Happy New Year! As 2025 comes to a close, JFCS is pausing to reflect on the challenges we’ve navigated, the milestones we’ve reached, and the impact we’ve made together over the past year.

Right from the get-go, 2025 was a year of both challenge and hope. In January, we launched a new pillar of service focused on immigrants and refugees. We have been committed to serving these populations since our inception, but with the ever-changing and often restrictive nature of immigrant rights in recent times, we’ve realized that we need to take extra effort to ensure immigrants and refugees have access to the services they deserve. JFCS took this time of challenge and fear as an opportunity to commit ourselves to the goal of assistance and relief.

We’d like to thank people like you for helping us achieve this goal! Our annual MOSAIC awards, which honor immigrants and refugees who have enriched Louisville’s community, helped to raise funds for serving immigrant populations. This awards event was attended in record numbers this past May. We received over $63,500 through our MOSAIC awards from generous community members; it is commendable to see the Louisville community demonstrating such concern for the important issues facing society today. 

Themes of simultaneous challenge and hope arose once again at the beginning of November, when SNAP benefits were federally cut for a brief period. Our food pantry services, always a staple of JFCS, became a haven for an even greater number of people than usual. We temporarily loosened location-based and frequency-based restrictions to allow clients access to needed food products during this unusually trying time. In November alone, we gave out over 11,500 lbs. of food! Our assistance amidst SNAP cuts even made national news; JFCS’ Sonny & Janet Meyer Food Pantry was highlighted by National Public Radio (NPR)!

Once again, we wouldn’t have been able to achieve this without your help. We received almost 9,000 lbs. of food donations from individuals and organizations during November! It would have been impossible to keep up with the demand during this difficult time without your help. The Louisville community has continued to prove itself deeply committed to communal well-being.

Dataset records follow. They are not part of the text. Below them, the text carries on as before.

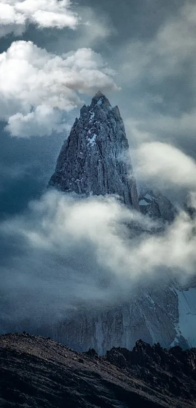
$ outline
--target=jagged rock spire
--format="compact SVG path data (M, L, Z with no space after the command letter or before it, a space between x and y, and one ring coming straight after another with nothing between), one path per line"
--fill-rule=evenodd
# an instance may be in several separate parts
M125 127L117 106L99 91L84 105L63 146L49 185L89 195L116 194L139 209Z

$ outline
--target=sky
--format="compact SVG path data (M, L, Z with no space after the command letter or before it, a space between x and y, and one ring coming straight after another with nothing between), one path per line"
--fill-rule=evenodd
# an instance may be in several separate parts
M1 331L13 327L16 310L18 321L31 313L36 320L43 299L51 316L54 309L63 315L65 304L70 310L89 300L90 290L98 301L125 296L130 268L134 278L160 267L176 273L182 265L193 273L195 238L187 244L187 237L194 226L181 209L187 196L195 202L196 21L194 1L0 0ZM159 187L181 209L160 241L143 236L137 262L121 220L136 217L150 229L152 222L127 214L112 200L78 204L47 191L70 127L99 90L119 107L138 184ZM75 211L88 223L89 202L92 220L99 214L103 227L96 239L97 225L91 220L87 231ZM114 248L121 252L115 265L101 244L103 235L110 256L116 237ZM174 237L178 250L174 248L165 264Z

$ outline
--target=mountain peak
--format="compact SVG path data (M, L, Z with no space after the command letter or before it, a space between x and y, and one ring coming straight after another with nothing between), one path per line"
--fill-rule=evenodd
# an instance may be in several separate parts
M98 91L92 99L91 103L90 105L90 108L92 109L95 106L95 105L100 106L101 108L111 106L107 98L101 92L101 91Z
M49 184L64 191L114 194L139 209L124 124L117 107L99 91L84 105L63 146Z

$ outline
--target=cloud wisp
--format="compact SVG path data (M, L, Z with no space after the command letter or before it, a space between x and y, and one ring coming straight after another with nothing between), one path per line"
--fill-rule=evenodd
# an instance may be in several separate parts
M118 89L114 74L89 48L58 56L31 41L14 42L0 55L0 118L12 136L62 130L65 112L82 105L79 93Z
M21 35L28 23L41 28L69 27L79 21L70 0L2 0L0 4L0 37Z
M155 233L155 222L114 197L48 192L0 225L2 330L60 320L79 305L114 305L138 282L191 276L195 224L182 211Z

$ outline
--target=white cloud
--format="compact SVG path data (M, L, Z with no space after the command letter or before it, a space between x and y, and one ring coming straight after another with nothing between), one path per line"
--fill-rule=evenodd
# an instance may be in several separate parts
M3 245L12 244L1 268L11 321L28 317L37 324L45 311L46 319L60 312L65 318L79 304L130 298L143 279L194 274L195 221L182 212L162 233L155 233L155 226L111 197L53 191L31 203L24 214L0 225Z
M157 187L179 186L196 189L196 163L171 145L160 142L143 143L136 150L141 177Z
M5 130L12 136L30 137L50 135L53 131L61 132L70 130L70 126L63 123L62 112L45 105L38 105L35 111L23 115L16 113L9 117Z
M70 0L1 0L0 37L20 34L29 22L41 28L75 28L79 19L71 5Z
M22 136L25 131L29 135L34 118L32 131L49 134L50 111L51 132L59 125L56 110L69 112L81 105L78 93L117 90L113 74L90 49L58 56L31 41L14 42L0 55L0 117L8 122L7 129L13 136L23 130Z

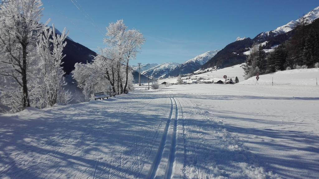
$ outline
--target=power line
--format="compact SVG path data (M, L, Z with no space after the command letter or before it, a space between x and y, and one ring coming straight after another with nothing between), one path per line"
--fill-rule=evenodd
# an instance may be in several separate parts
M61 11L60 11L60 10L59 10L56 7L56 6L54 6L54 5L53 5L53 4L51 4L51 3L50 2L50 1L49 0L47 0L47 1L48 1L48 2L49 3L49 4L50 5L51 5L51 6L52 6L52 7L53 7L54 8L54 9L56 9L56 11L57 11L58 12L59 12L59 13L60 13L61 15L62 15L62 16L63 16L64 17L64 18L65 18L65 19L66 19L68 20L69 20L69 21L70 21L72 24L73 24L74 25L74 26L75 26L79 30L80 30L80 31L81 31L85 34L86 35L87 35L87 36L88 37L91 39L91 40L93 40L93 39L92 38L92 37L91 37L91 36L90 36L90 35L89 35L87 33L85 32L83 30L82 30L82 29L80 28L80 27L79 27L76 24L75 24L74 22L73 22L73 21L72 21L72 20L71 20L71 19L69 19L69 18L68 18L68 17L66 16L65 15L64 15L63 14L63 13L62 13L62 12L61 12Z
M94 27L94 29L97 29L97 31L100 33L100 34L103 37L105 36L105 33L103 34L103 33L102 32L100 28L99 28L99 27L97 27L95 25L95 22L94 20L91 18L91 16L89 15L89 13L87 12L84 9L83 7L81 6L81 4L77 1L77 0L70 0L71 2L76 7L78 10L79 11L81 12L82 15L83 15L86 19L89 20L89 21L91 21L91 24L93 25Z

We’d be remiss not to acknowledge the bittersweet retirement of Director of Programs Mauri Malka, after over 30 years at JFCS. In honor of her, and the thousands of lives she touched over the years, we unveiled The Mauri Malka Fund for Independent Aging, an endowment fund that helps ensure that older adults can continue living independent, enjoyable lives. We are grateful for the many donations we received towards this fund from our community! Information on how to donate to this endowment is at the bottom of this blog.

We continued in 2025 to strive to honor our community’s commitment to JFCS and those we serve. Among the many things we’ve done to strengthen that commitment, in June, we renewed the Oral History Project interviewing over 20 adults from Louisville’s Jewish community and installed The Frank and Barbara Weisberg Family Fund for Jewish Oral History Display. This wall features photographs and quotes from various the interviews, ensuring that their insights and life experiences inspire generations to come.

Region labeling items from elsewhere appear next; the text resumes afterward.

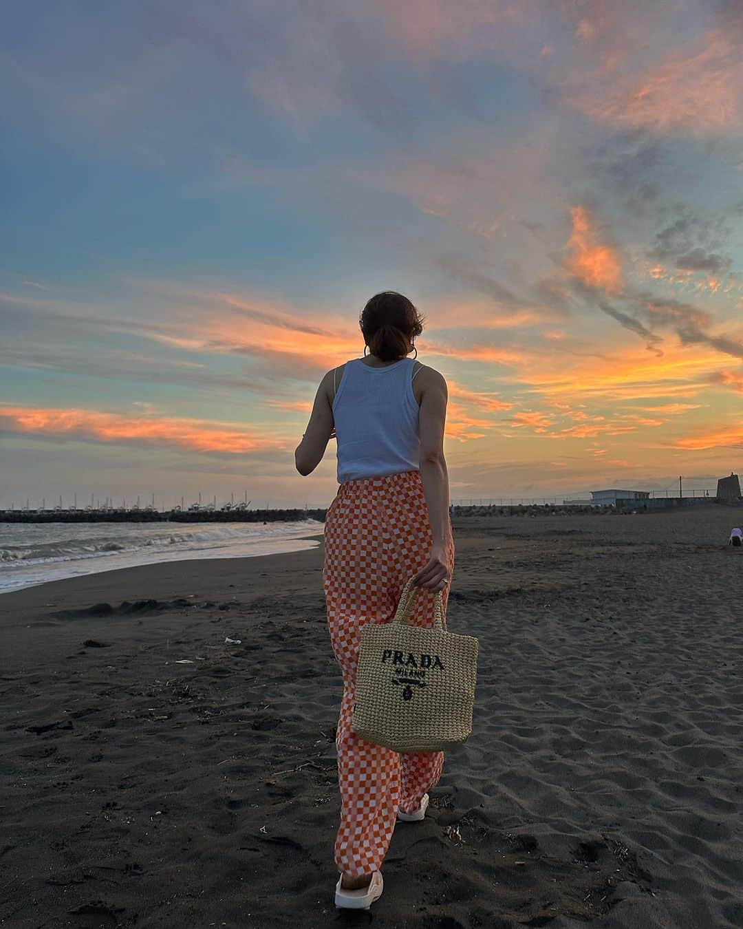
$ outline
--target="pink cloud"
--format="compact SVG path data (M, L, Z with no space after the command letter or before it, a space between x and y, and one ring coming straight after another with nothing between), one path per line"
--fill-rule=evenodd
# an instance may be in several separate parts
M623 79L614 72L603 79L598 73L567 100L602 123L708 136L740 125L742 88L739 41L735 33L711 30L640 73Z
M126 416L96 410L0 406L8 432L84 441L124 443L188 451L247 454L286 449L285 440L231 423L175 416Z
M588 287L599 287L607 294L622 291L621 264L616 249L599 241L591 214L584 206L570 210L573 231L567 247L569 269Z

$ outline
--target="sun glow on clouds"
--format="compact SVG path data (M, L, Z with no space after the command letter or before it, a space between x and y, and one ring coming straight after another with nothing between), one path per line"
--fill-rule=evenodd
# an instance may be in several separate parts
M146 413L134 417L95 410L0 406L0 426L22 435L154 445L230 455L288 447L282 438L261 435L236 424Z
M587 287L600 287L606 294L622 291L621 265L616 249L598 242L591 215L584 206L570 210L573 231L567 247L572 255L570 271Z

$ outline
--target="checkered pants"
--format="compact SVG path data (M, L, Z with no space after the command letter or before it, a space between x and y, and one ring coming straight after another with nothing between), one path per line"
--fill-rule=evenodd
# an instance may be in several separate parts
M398 753L351 732L356 667L366 622L388 622L408 578L428 562L432 534L419 471L341 484L325 519L322 580L332 650L344 694L335 744L341 825L338 870L353 876L379 870L398 809L412 813L438 783L443 752ZM453 563L453 543L451 543ZM442 592L444 608L449 586ZM422 590L411 622L431 628L433 595Z

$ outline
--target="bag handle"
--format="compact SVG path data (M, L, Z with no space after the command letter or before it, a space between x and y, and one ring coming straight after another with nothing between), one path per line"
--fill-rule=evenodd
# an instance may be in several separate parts
M398 608L392 619L393 622L398 622L400 625L408 624L411 613L415 606L415 601L418 599L418 594L421 591L421 587L418 584L414 584L413 581L414 578L410 578L402 588ZM437 590L434 594L434 628L439 632L443 632L445 629L444 622L444 604L441 599L441 591Z

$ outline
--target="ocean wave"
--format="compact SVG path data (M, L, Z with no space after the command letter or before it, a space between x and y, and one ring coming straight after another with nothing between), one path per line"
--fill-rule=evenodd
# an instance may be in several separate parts
M142 523L0 524L0 591L8 589L10 575L28 571L35 574L38 570L40 575L53 571L59 576L59 571L88 573L153 561L264 554L293 538L316 532L321 526L315 519L266 526L201 523L191 528L185 524L177 530ZM92 567L95 563L101 567ZM84 569L84 564L91 567Z

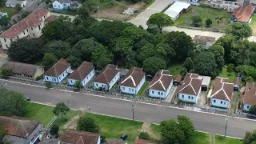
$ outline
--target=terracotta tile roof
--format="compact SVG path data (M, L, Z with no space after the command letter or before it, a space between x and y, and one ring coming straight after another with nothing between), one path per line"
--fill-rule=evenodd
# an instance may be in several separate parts
M67 63L66 59L60 59L57 63L51 66L43 75L48 75L52 77L58 77L62 74L70 64Z
M228 82L228 78L217 77L210 98L230 101L233 95L234 84Z
M6 134L28 138L39 124L38 120L17 116L0 116L0 126L6 127Z
M235 19L239 22L247 22L254 14L255 8L250 6L240 6L235 9L232 14Z
M149 89L166 91L170 84L173 81L173 78L174 77L172 75L170 75L170 72L168 70L159 70L151 81Z
M120 82L120 86L137 87L146 74L142 70L142 68L131 67L124 79Z
M174 78L174 81L176 81L176 82L181 82L182 79L182 75L181 74L177 74L175 75Z
M206 45L207 42L214 42L215 38L214 37L208 37L203 35L195 35L193 38L194 41L197 41L201 44Z
M237 77L233 81L234 85L238 85L238 86L241 86L242 84L242 78L239 77Z
M38 67L38 66L27 63L6 62L1 66L1 69L8 68L11 69L13 70L13 73L34 76L37 71Z
M74 130L66 130L61 136L60 141L70 144L97 144L99 134Z
M82 81L94 69L92 62L83 62L68 78Z
M39 25L39 23L42 22L42 20L40 18L43 15L46 14L48 11L48 10L42 8L34 10L24 19L21 20L20 22L11 26L10 29L8 29L6 31L2 33L0 37L13 38L18 36L25 29Z
M256 83L255 82L246 82L245 89L245 94L243 96L242 103L249 105L256 104Z
M109 84L118 72L118 66L108 64L104 67L102 71L94 78L93 82Z
M50 15L50 16L45 20L45 22L50 22L54 21L57 18L58 18L58 16L56 16L56 15Z
M177 89L178 93L197 96L202 82L202 79L199 79L198 76L197 74L187 73L183 83Z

We held four successful JFCS Community Chats compiling experts on various subjects to give insight into those issues. Our Seligman Series Night of Humor provided laughs, while our Year of Civil Discourse events gave the Jewish community opportunities to have serious, insightful discussions about pressing global issues.

A year as eventful as 2025 will inevitably be a roller coaster. But despite the challenges and stress we faced, we spent 2025 consistently impressed with the people around us. People like you appreciated us and contributed to our services through both good times and bad ones. Whatever is in store for us in 2026, we know we’ll face it with your help, and we’ll always be grateful for you. Happy New Year, and may we continue to help Louisvillians live with dignity and purpose throughout 2026!